Nach wie vor ein fruchtbares Konzept
Sie wird oft gefordert, aber selten betrieben, ihre Möglichkeiten sind begrenzt und sie ist nicht immer wünschenswert: Was kann die vielbeschworene Interdisziplinarität tatsächlich leisten?

Von Thomas Sukopp


Wer in Zeiten von Forschungsclustern, Synergieeffekthascherei und ernsthaften interdisziplinären Anstrengungen fragt, ob Interdisziplinarität immer gut ist, ob sie enge Grenzen hat oder schlicht überschätzt wird, wird nicht mit der Zustimmung der meisten Fachkollegen rechnen können. Ich gehe ohne weitere Begründung davon aus, dass a) Interdisziplinarität oft gefordert, aber selten betrieben wird, b) dass im Falle interdisziplinärer Zusammenarbeit dieser Kooperation durchaus enge Grenzen gesetzt sind, und c) dass Interdisziplinarität ganz und gar nicht immer wünschenswert beziehungsweise notwendig ist.

Analog zur Terminologie des Wissenschaftstheoretikers Jürgen Mittelstraß können wir im wesentlichen theoretische, praktische und methodische Interdisziplinarität voneinander unterscheiden: Theoretische Interdisziplinarität meint eine Kooperation aufgrund ähnlicher theoretischer Entitäten in verschiedenen Disziplinen beziehungsweise Strukturgleichheit in Disziplinen. Paradigmen wie "Evolution", "Katalyse" oder "Information" werden disziplinen- und theorieübergreifend verwendet (Evolution in der Biologie, Ökonomie oder in vielen Gebieten der Philosophie et cetera).

Praktische Interdisziplinarität spiegelt sich auch in der Praxis der Interdisziplinarität, etwa bei neuen Forschungszentren wie dem "Center for Imaging and Mesoscale Structures" oder dem "Center for Genomics and Proteomics" (beide an der Harvard University in Cambridge, USA) wider. Hier stehen Fragestellungen im Vordergrund, bei denen es wenig sinnvoll ist, sie einem bestimmten Fach oder einer bestimmten Disziplin zuzuordnen. Es geht um Strukturen, bei Erstgenanntem etwa um Phänomene einer bestimmten Größenordnung mit all ihren Facetten, nicht um disziplinäre Gegenstände, wie auch Jürgen Mittelstraß feststellt.

Methodische Interdisziplinarität meint zunächst nicht mehr als eine disziplinenübergreifende methodische Kontinuität oder Übereinstimmung, so dass, etwa aufgrund gemeinsam genutzter experimenteller Einrichtungen, ähnlicher oder gleicher Methoden der Planung, Durchführung oder Auswertung von Experimenten, interdisziplinäre Zusammenarbeit gefördert wird. Beispielsweise nutzen Onkologen, Populationsökologen und Versicherungsmathematiker zur Berechnung von Wachstumsprozessen ähnliche oder gleiche mathematische Modelle zur Prozess-Simulation, die wiederum von Informatikern operationalisiert werden.
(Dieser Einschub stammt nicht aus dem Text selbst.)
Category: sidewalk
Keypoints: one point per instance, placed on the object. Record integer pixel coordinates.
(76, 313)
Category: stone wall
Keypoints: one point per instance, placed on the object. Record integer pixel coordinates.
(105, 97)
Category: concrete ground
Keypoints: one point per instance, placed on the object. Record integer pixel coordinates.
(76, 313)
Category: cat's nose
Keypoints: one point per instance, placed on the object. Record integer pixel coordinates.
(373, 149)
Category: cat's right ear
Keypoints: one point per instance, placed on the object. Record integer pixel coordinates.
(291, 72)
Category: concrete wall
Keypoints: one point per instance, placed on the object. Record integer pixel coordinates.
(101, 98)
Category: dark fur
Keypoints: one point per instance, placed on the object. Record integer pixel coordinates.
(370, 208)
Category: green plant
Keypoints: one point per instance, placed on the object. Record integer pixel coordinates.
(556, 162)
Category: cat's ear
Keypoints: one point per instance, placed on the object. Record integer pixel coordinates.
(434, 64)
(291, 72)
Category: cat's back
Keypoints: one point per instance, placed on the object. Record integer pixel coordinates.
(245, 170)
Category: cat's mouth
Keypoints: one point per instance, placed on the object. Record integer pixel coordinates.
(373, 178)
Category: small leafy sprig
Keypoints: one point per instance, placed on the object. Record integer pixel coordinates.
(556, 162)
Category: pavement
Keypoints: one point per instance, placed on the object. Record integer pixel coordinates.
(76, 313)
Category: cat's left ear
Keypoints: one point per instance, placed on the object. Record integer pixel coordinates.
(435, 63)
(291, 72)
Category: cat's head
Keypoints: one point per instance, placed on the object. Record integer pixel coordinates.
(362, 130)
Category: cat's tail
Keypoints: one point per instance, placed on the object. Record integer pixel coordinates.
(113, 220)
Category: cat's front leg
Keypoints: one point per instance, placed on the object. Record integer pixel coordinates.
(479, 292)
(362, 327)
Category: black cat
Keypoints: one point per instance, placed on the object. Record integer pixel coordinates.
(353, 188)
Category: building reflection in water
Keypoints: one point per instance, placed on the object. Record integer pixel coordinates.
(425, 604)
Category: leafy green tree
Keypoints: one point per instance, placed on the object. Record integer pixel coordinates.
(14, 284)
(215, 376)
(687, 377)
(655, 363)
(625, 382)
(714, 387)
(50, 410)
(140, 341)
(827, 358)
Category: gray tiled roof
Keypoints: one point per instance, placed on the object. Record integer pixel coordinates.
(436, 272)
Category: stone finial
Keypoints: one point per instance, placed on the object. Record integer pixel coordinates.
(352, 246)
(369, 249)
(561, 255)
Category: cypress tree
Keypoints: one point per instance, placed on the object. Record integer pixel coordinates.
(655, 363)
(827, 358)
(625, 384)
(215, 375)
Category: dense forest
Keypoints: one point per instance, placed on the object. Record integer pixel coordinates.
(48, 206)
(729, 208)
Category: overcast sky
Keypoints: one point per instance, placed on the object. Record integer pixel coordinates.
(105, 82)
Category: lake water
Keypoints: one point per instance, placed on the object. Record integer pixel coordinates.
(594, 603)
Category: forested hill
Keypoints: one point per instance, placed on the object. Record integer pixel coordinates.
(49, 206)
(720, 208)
Dass Transdisziplinarität eine Erweiterung von Interdisziplinarität beziehungsweise die eigentlich bessere Interdisziplinarität darstellt, ist eine weit verbreitete Auffassung. Sie kann etwa dadurch gerechtfertigt werden, dass man Interdisziplinarität von Transdisziplinarität wie folgt unterscheidet: "Die Unterscheidungsmerkmale des Transdisziplinaritätsbegriffs gegenüber dem der Interdisziplinarität bestehen demnach zum ersten in der Dauerhaftigkeit der Kooperation, zum zweiten in der Transformation disziplinärer Orientierungen und zum dritten in der Beschäftigung mit außerwissenschaftlichen Problemen. Während sich der Aspekt der Dauerhaftigkeit auch in einigen Interdisziplinaritätskonzepten findet, verweisen der zweite und dritte Punkt auf die über das 'inter' hinausgehenden 'trans'-Merkmale. Überschritten oder auch partiell aufgelöst werden dabei sowohl die Grenzen zwischen Disziplinen als auch die Grenzen zwischen Wissenschaft und 'Außenwelt'. Bezüglich Ersterem spricht Jürgen Mittelstraß auch explizit von der Überwindung historisch gewachsener Grenzen 'zugunsten einer Erweiterung wissenschaftlicher Wahrnehmungsfähigkeiten und Problemlösungskompetenzen', die die ursprüngliche Idee einer Einheit der Wissenschaft wieder erkennbar werden lässt." (Michael Jungert)

Dass gelingende Interdisziplinarität gut ist, mag trivial klingen. Die Bedingungen für gelingende Interdisziplinarität sind vielfältig. Die Messlatte für interdisziplinäre Zusammenarbeit mag vielleicht doch nicht so hoch liegen, wie die eingangs genannten Thesen nahelegen. Das macht etwa die Einschätzung von Jürgen Mittelstraß deutlich. Interdisziplinarität ist danach weder neu noch originell, allerdings auch nicht die normale Form wissenschaftlicher Forschung. Fächer und Disziplinen sind historisch gewachsen. Disziplinen lassen sich zudem von methodischen und theoretischen Vorstellungen leiten, die sich keiner Disziplin fügen, wie etwa Gesetz, Kausalität, Erklärung et cetera. Gegenstände allein definieren keine Disziplin, "sondern die Art und Weise, wie wir theoretisch mit ihnen umgehen". Interdisziplinarität ist nichts über den Disziplinen Stehendes, sie behebt "disziplinäre Engführungen" und ist "in Wahrheit Transdisziplinarität" (Mittelstraß).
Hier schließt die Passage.